Лишь только смолк бойский язык Непоседы, Чингачгук сел в пирогу и опустил весло в воду. Уа-та-Уа, как и подобает индейской девушке, глядела на отъезжающего воина с молчаливой покорностью, но это не мешало ей испытывать опасения, свойственные ее полу. В продолжение всей минувшей ночи, вплоть до момента, когда они заинтересовались подзорной трубой, Чингачгук обращался со своей невестой с такой мужественной нежностью, что она сделала бы честь даже человеку с уточненными чувствами. Но теперь перед непоколебимой решимостью воина отступили малейшие признаки слабости. Хотя Уа-та-Уа застенчиво старались заглянуть ему в глаза, когда пирога отделилась от борта ковчега, гордость не позволила воину ответить на этот тревожный любящий взгляд.
Делавар имел все основания быть серьезно озабоченным: Если враги действительно завладели «замком», то ему придется плыть под дулами их ружей и без всяких прикрытий, играющих такую большую роль в индейской военной тактике. Короче говоря, предприятие было чрезвычайно опасное, и если бы здесь находился его друг Зверобой или же сам Змей имел за плечами десятилетний военный опыт, он ни за чтобы не отважился на такую рискованную попытку. Но гордость индейского вождя была возбуждена соперничеством с белыми. Индейское понятие о мужском достоинстве помешало делавару бросить прощальный взгляд на Уа-та-Уа, однако ее присутствие, по всей вероятности, в значительной мере повлияло на его решение.
Чингачгук смело греб прямо к «замку», не спуская глаз с многочисленных бойниц, проделанных в стенах здания. Каждую секунду он ждал, что увидит высунувшееся наружу ружейное дуло или услышит сухой треск выстрела.
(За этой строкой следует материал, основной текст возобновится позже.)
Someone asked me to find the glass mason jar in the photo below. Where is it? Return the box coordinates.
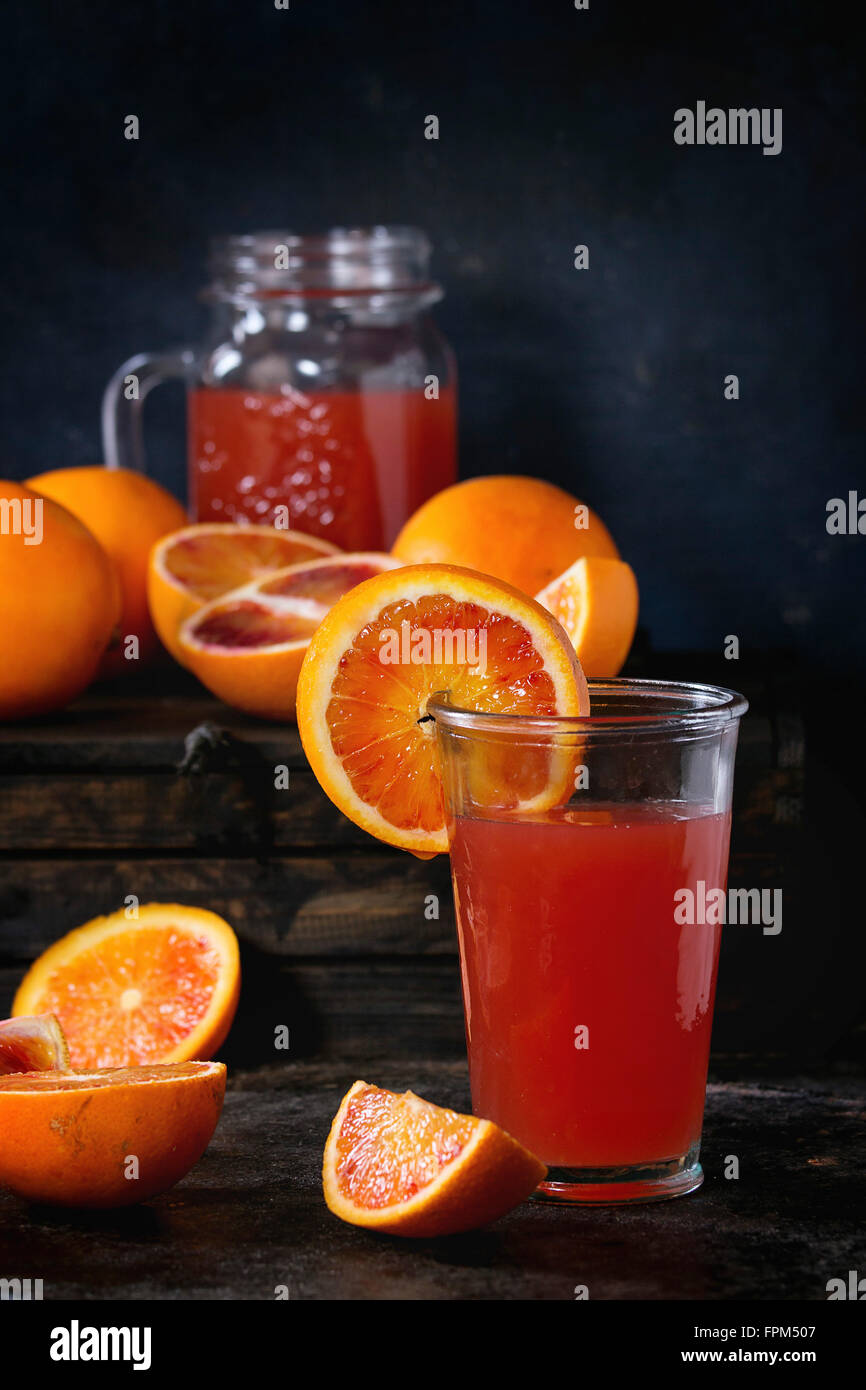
[103,227,456,550]
[427,680,746,1202]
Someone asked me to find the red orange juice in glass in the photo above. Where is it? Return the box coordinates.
[431,681,746,1202]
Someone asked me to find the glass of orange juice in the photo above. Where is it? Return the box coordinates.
[430,680,746,1202]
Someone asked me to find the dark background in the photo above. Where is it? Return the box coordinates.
[0,0,866,1049]
[0,0,866,685]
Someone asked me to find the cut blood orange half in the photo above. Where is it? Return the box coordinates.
[0,1062,225,1208]
[147,521,338,664]
[178,550,400,720]
[322,1081,548,1236]
[13,902,240,1068]
[535,555,638,678]
[297,564,589,855]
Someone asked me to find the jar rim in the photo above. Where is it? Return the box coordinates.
[209,224,439,297]
[427,678,749,738]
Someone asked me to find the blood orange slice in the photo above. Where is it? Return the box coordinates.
[535,555,638,677]
[0,1062,225,1208]
[297,564,589,855]
[178,550,400,720]
[322,1081,548,1236]
[147,521,338,664]
[13,902,240,1068]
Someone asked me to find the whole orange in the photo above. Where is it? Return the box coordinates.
[28,466,186,676]
[0,481,121,719]
[393,474,619,595]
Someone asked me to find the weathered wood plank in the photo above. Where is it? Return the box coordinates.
[0,851,456,962]
[0,847,798,962]
[0,766,378,855]
[0,735,802,856]
[0,967,466,1061]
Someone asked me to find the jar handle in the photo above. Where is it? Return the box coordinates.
[103,348,196,473]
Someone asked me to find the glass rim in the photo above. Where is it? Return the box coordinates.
[427,677,749,737]
[204,224,442,307]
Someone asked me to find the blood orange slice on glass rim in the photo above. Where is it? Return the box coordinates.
[297,564,589,856]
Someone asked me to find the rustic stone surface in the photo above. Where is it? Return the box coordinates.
[0,1062,866,1301]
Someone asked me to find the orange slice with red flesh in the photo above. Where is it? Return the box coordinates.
[535,555,638,678]
[13,902,240,1068]
[178,550,400,720]
[147,521,338,664]
[0,1013,70,1076]
[297,564,589,855]
[0,1062,225,1208]
[322,1081,548,1237]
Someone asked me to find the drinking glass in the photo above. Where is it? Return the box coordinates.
[428,680,748,1202]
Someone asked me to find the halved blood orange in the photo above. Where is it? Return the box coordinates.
[13,902,240,1068]
[322,1081,548,1236]
[0,1013,70,1076]
[535,555,638,677]
[178,550,400,720]
[147,521,338,664]
[297,564,589,855]
[0,1062,225,1208]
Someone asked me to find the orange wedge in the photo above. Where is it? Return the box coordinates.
[0,1013,70,1076]
[297,564,589,855]
[0,1062,225,1208]
[13,902,240,1068]
[178,550,400,720]
[322,1081,548,1237]
[147,521,336,664]
[535,555,638,678]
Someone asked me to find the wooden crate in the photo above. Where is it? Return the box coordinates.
[0,656,828,1063]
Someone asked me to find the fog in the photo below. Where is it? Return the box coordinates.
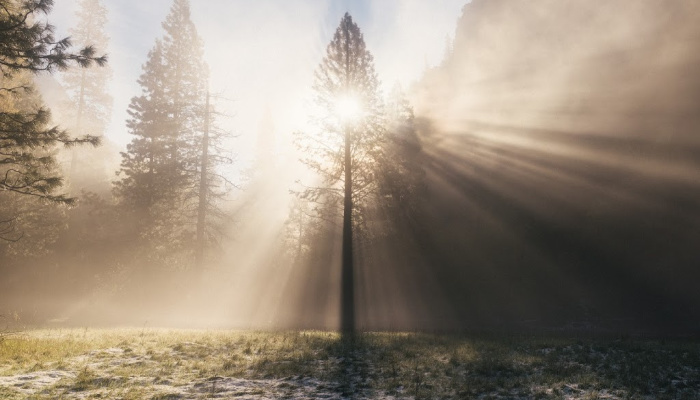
[0,0,700,333]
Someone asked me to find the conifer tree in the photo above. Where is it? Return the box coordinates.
[115,0,231,267]
[0,0,107,240]
[377,85,424,228]
[63,0,112,192]
[299,13,384,332]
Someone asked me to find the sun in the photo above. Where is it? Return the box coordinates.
[334,95,362,123]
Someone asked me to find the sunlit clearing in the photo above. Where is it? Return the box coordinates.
[335,95,362,123]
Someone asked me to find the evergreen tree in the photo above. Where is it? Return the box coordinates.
[377,85,424,229]
[115,0,231,267]
[63,0,112,192]
[0,0,106,240]
[299,13,384,332]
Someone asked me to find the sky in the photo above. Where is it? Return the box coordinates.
[50,0,468,159]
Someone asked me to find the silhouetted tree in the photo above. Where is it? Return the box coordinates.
[115,0,231,267]
[377,85,425,228]
[63,0,112,192]
[193,93,236,267]
[299,13,384,332]
[0,0,106,240]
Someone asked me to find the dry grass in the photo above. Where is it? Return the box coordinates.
[0,329,700,399]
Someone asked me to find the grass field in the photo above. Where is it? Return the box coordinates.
[0,329,700,400]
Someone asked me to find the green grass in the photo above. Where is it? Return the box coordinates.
[0,329,700,399]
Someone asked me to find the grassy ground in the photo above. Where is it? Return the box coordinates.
[0,329,700,400]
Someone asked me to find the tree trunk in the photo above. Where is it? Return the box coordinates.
[340,123,355,333]
[195,92,209,269]
[340,23,355,334]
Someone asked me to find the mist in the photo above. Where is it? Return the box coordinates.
[0,0,700,333]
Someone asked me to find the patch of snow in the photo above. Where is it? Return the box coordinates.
[0,370,75,394]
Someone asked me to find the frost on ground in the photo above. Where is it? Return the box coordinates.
[0,330,700,400]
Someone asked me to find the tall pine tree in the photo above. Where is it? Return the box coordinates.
[115,0,232,268]
[0,0,107,240]
[115,0,208,264]
[299,13,384,332]
[62,0,113,193]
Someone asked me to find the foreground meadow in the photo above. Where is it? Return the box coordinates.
[0,329,700,400]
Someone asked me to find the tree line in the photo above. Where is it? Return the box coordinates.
[0,0,423,330]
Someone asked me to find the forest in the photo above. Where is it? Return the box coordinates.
[0,0,700,400]
[0,0,700,333]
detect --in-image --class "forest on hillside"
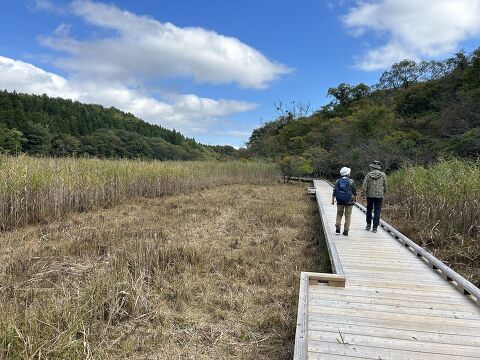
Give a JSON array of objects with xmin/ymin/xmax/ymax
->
[
  {"xmin": 247, "ymin": 48, "xmax": 480, "ymax": 176},
  {"xmin": 0, "ymin": 91, "xmax": 239, "ymax": 160}
]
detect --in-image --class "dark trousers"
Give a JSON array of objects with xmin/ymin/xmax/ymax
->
[{"xmin": 367, "ymin": 198, "xmax": 383, "ymax": 228}]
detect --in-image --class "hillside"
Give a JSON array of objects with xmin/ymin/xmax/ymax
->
[
  {"xmin": 0, "ymin": 91, "xmax": 234, "ymax": 160},
  {"xmin": 248, "ymin": 48, "xmax": 480, "ymax": 176}
]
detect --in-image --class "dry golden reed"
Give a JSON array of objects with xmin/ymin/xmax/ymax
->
[
  {"xmin": 0, "ymin": 156, "xmax": 278, "ymax": 230},
  {"xmin": 385, "ymin": 160, "xmax": 480, "ymax": 286}
]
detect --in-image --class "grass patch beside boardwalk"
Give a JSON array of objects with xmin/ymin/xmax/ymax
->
[
  {"xmin": 0, "ymin": 155, "xmax": 279, "ymax": 230},
  {"xmin": 0, "ymin": 184, "xmax": 329, "ymax": 359},
  {"xmin": 383, "ymin": 160, "xmax": 480, "ymax": 286}
]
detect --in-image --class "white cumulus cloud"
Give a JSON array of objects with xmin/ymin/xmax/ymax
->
[
  {"xmin": 0, "ymin": 56, "xmax": 256, "ymax": 136},
  {"xmin": 40, "ymin": 0, "xmax": 291, "ymax": 89},
  {"xmin": 343, "ymin": 0, "xmax": 480, "ymax": 70}
]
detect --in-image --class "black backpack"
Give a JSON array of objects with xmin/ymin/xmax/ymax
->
[{"xmin": 335, "ymin": 177, "xmax": 352, "ymax": 204}]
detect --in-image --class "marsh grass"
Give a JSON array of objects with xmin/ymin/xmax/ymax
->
[
  {"xmin": 384, "ymin": 160, "xmax": 480, "ymax": 286},
  {"xmin": 0, "ymin": 184, "xmax": 328, "ymax": 360},
  {"xmin": 0, "ymin": 156, "xmax": 278, "ymax": 230}
]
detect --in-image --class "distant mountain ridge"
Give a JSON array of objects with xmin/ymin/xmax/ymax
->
[
  {"xmin": 247, "ymin": 48, "xmax": 480, "ymax": 176},
  {"xmin": 0, "ymin": 91, "xmax": 235, "ymax": 160}
]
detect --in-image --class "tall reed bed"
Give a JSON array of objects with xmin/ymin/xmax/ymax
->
[
  {"xmin": 0, "ymin": 156, "xmax": 277, "ymax": 230},
  {"xmin": 386, "ymin": 160, "xmax": 480, "ymax": 285}
]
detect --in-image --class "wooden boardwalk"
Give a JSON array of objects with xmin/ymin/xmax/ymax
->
[{"xmin": 295, "ymin": 180, "xmax": 480, "ymax": 360}]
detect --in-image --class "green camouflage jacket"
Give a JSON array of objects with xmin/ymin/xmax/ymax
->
[{"xmin": 362, "ymin": 170, "xmax": 387, "ymax": 198}]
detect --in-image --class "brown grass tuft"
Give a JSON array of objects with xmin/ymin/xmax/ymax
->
[{"xmin": 0, "ymin": 184, "xmax": 328, "ymax": 359}]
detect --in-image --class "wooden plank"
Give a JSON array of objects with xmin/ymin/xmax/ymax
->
[
  {"xmin": 293, "ymin": 272, "xmax": 309, "ymax": 360},
  {"xmin": 309, "ymin": 284, "xmax": 478, "ymax": 311},
  {"xmin": 308, "ymin": 322, "xmax": 480, "ymax": 350},
  {"xmin": 357, "ymin": 198, "xmax": 480, "ymax": 306},
  {"xmin": 309, "ymin": 299, "xmax": 480, "ymax": 320},
  {"xmin": 306, "ymin": 272, "xmax": 345, "ymax": 287},
  {"xmin": 310, "ymin": 293, "xmax": 480, "ymax": 310},
  {"xmin": 308, "ymin": 342, "xmax": 470, "ymax": 360},
  {"xmin": 308, "ymin": 330, "xmax": 479, "ymax": 359},
  {"xmin": 309, "ymin": 313, "xmax": 479, "ymax": 339},
  {"xmin": 308, "ymin": 305, "xmax": 480, "ymax": 329},
  {"xmin": 296, "ymin": 180, "xmax": 480, "ymax": 360},
  {"xmin": 314, "ymin": 187, "xmax": 343, "ymax": 275}
]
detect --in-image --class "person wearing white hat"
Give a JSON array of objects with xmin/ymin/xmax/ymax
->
[{"xmin": 332, "ymin": 166, "xmax": 357, "ymax": 236}]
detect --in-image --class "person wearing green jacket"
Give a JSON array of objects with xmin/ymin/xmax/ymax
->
[{"xmin": 362, "ymin": 161, "xmax": 387, "ymax": 232}]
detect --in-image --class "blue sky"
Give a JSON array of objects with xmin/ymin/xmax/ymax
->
[{"xmin": 0, "ymin": 0, "xmax": 480, "ymax": 146}]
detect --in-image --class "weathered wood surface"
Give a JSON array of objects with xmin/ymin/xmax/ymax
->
[{"xmin": 297, "ymin": 180, "xmax": 480, "ymax": 360}]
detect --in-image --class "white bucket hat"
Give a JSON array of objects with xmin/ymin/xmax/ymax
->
[{"xmin": 340, "ymin": 166, "xmax": 352, "ymax": 176}]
Но ему удалось благополучно добраться до свай. Там он очутился в некоторой степени под прикрытием, так как верхняя часть палисада отделяла его от комнат, и возможность нападения значительно уменьшилась. Нос пироги был обращен к северу, мокасин плавал невдалеке. Вместо того чтобы сразу же подобрать его, делавар медленно проплыл вокруг всей постройки, внимательно осматривая каждую вещь, которая могла бы свидетельствовать о присутствии неприятеля или о вторжении, совершившемся ночью. Однако он не заметил ничего подозрительного. Глубокая тишина царила в доме.
Ни единый запор не был сдвинут со своего места, ни единое окошко не было разбито. Дверь, по-видимому, находилась в том же положении, в каком ее оставил Хаттер, и даже на воротах дока по-прежнему висели все замки. Одним словом, самый бдительный глаз не обнаружил бы здесь следов вражеского валета, если не считать плавающего мокасина.
Делавар испытывал некоторое недоумение, не зная, что делать дальше. Проплывая перед фасадом «замка», он уже готов был шагнуть на платформу, припасть глазом к одной из бойниц и посмотреть, что творится внутри. Однако он колебался. У делавара не было еще опыта в такого рода делах, но он знал так много историй об индейских военных хитростях и с таким страстным интересом слушал рассказы о проделках старых воинов, что не мог совершить теперь грубую ошибку, подобно тому как хорошо подготовленный студент, правильно начав решать математическую задачу, не может запутаться при ее окончательном решении. Раздумав выходить из пироги, вождь медленно плыл вокруг палисада. Приблизившись к мокасину с другой стороны, он — ловким, почти незаметным движением весла перебросил в пирогу этот зловещий предмет. Теперь он мог вернуться, но обратный путь казался еще более опасным: его взгляд уже не был прикован к бойницам. Если в «замке» действительно кто-нибудь находится, он не может не понять, зачем туда приезжал Чингачгук. Поэтому обратно надо было плыть совершенно спокойно и уверенно, как будто осмотр «замка» рассеял последние подозрения индейца. Итак, делавар начал спокойно грести, направляясь прямо к ковчегу и подавляя желание бросить назад беглый взгляд или ускорить движение весла.